Sunday, May 3rd, 2009

If You Love Her, Let Her Go

United States v. McGee, No. 07-4509-cr (2d Cir. April 24, 2009)(Leval, Katzmann, Livingston, CJJ)

A Rochester police officer responded to 911 call at defendant McGee’s home. When the officer arrived, he saw McGee running away through the backyard. McGee’s girlfriend was outside the house. She told the officer that she lived there with McGee, but was trying to move out. She had packed her bags and put them on the front porch, but McGee, to prevent her from leaving, had grabbed her bags, put them back inside, locked the door and taken away her keys. She asked the officer to break down the door so she could retrieve her belongings. He refused, but once she proved she really lived there, he let her break in herself.

The officer then accompanied her while she collected belongings. When she observed that McGee stored guns in the front closet, the officer asked for permission to search and she agreed. The officer found four firearms, ammunition and a bulletproof vest. In the bedroom, the officer saw photographs protruding from under the mattress. The girlfriend gave him permission both to look at and keep them. They showed McGee holding a gun.

McGee was convicted of possessing the firearms. On appeal, he challenged the denial of his motion to suppress, and the circuit affirmed. The court found that officer reasonably concluded that the girlfriend had the authority to consent to a search.

McGee relied primarily on Moore v. Andreno, 505 F.3d 203 (2d Cir. 2007), in which a girlfriend’s consent was found to be ineffective. In Moore, the girlfriend gave the police consent to enter and search Moore’s study after she cut a lock on the door. The lock had been placed on the door to keep her out, and the police knew it. McGee argued that his girlfriend had similarly been locked out and thus lacked “access” to the house.

While the court found this argument “by no means unreasonable,” it nevertheless disagreed. A third-party’s access to a premises “depends on the understandings communicated by the titular owner to that person.” The girlfriend in Moore lacked access to the study because the lock was intended to keep her out.

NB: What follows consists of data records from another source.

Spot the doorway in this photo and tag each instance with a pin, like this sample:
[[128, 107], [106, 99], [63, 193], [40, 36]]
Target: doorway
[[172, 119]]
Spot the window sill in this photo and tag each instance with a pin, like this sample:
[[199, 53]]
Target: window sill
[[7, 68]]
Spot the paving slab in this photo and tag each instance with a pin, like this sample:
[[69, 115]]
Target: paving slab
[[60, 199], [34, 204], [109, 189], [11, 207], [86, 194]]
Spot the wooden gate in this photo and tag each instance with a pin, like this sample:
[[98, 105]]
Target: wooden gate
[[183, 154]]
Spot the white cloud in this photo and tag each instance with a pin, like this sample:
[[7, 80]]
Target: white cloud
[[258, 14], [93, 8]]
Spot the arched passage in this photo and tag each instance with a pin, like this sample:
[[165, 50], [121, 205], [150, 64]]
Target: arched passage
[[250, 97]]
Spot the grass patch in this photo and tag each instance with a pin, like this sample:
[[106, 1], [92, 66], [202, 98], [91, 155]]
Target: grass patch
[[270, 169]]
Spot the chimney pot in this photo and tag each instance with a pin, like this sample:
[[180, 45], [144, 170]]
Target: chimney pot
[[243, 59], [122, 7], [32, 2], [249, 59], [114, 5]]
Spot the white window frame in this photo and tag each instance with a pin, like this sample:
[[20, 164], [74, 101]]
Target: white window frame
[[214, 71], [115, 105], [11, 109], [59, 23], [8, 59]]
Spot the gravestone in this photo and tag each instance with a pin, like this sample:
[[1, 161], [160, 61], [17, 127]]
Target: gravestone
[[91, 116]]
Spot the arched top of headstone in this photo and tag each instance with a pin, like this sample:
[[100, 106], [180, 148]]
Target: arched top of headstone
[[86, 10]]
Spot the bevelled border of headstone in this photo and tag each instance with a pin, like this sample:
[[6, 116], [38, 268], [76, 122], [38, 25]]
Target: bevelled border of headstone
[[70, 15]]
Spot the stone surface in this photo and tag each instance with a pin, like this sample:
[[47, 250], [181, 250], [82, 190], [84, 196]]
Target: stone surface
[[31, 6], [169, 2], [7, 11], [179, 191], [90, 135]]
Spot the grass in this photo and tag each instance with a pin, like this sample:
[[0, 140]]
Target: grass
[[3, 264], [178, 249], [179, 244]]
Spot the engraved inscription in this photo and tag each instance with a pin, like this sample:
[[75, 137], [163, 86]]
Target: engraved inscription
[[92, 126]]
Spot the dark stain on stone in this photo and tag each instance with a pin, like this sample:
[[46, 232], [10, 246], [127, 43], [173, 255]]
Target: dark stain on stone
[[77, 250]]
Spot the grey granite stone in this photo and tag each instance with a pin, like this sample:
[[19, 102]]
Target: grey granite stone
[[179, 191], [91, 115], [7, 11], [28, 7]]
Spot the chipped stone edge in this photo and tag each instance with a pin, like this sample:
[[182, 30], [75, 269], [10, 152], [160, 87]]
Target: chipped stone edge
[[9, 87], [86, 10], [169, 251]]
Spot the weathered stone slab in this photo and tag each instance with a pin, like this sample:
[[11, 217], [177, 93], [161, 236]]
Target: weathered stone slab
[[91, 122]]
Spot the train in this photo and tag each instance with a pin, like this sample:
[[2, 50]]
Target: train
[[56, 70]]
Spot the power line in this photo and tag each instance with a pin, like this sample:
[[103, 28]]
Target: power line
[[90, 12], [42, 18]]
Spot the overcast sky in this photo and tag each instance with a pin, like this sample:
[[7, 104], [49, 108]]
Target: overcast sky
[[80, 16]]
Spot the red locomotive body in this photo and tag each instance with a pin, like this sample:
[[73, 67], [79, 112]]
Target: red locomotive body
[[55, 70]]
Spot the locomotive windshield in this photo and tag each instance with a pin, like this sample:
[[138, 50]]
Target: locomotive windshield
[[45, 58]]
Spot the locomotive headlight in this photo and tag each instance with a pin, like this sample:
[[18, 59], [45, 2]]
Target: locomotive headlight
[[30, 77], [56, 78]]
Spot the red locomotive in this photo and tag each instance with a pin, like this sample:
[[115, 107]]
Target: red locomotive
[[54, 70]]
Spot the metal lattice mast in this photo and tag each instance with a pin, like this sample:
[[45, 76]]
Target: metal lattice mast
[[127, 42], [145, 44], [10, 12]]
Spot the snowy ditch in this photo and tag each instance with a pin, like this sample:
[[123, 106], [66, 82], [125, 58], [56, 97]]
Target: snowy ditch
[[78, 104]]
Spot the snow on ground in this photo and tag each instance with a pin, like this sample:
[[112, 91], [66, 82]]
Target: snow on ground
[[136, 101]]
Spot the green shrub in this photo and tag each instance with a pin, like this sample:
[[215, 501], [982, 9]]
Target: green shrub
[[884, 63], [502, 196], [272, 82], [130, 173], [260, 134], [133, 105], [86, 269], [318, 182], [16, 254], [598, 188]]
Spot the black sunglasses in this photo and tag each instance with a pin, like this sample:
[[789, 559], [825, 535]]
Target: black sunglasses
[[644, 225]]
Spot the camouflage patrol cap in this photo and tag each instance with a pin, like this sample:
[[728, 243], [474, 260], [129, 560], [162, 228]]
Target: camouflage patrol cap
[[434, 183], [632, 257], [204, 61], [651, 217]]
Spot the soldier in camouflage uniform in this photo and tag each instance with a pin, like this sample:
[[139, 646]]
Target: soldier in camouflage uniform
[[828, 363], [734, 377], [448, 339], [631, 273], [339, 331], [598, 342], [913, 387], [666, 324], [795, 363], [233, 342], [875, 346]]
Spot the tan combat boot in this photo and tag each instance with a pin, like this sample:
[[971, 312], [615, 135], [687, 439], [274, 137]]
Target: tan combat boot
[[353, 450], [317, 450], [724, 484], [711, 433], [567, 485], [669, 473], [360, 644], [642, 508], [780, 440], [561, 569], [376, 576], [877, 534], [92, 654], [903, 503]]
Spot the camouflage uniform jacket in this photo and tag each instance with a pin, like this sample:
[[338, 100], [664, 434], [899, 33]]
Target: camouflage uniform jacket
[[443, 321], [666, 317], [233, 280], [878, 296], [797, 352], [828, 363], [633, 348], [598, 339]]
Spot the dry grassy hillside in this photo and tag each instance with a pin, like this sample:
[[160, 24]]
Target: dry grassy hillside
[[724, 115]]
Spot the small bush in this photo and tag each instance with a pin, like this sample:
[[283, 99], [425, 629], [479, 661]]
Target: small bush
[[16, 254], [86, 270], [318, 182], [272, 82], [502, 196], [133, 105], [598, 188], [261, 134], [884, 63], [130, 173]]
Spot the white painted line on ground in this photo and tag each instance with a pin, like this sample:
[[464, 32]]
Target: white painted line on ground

Here, by contrast, although McGee had locked the girlfriend out of the house, his purpose was different. “McGee did not lock [her] out of the house and take away her key with the intention of excluding her from continuing to live in his house with him. … To the contrary, McGee locked her bags in the house and locked her out temporarily in an effort to prevent her from leaving the house. Far from seeking to expel her from the house, his conduct was designed to insure that she would continue to reside in it.” Accordingly, the girlfriend had “access” to McGee’s house in the sense in which the term is used in analyzing this type of Fourth Amendment issue.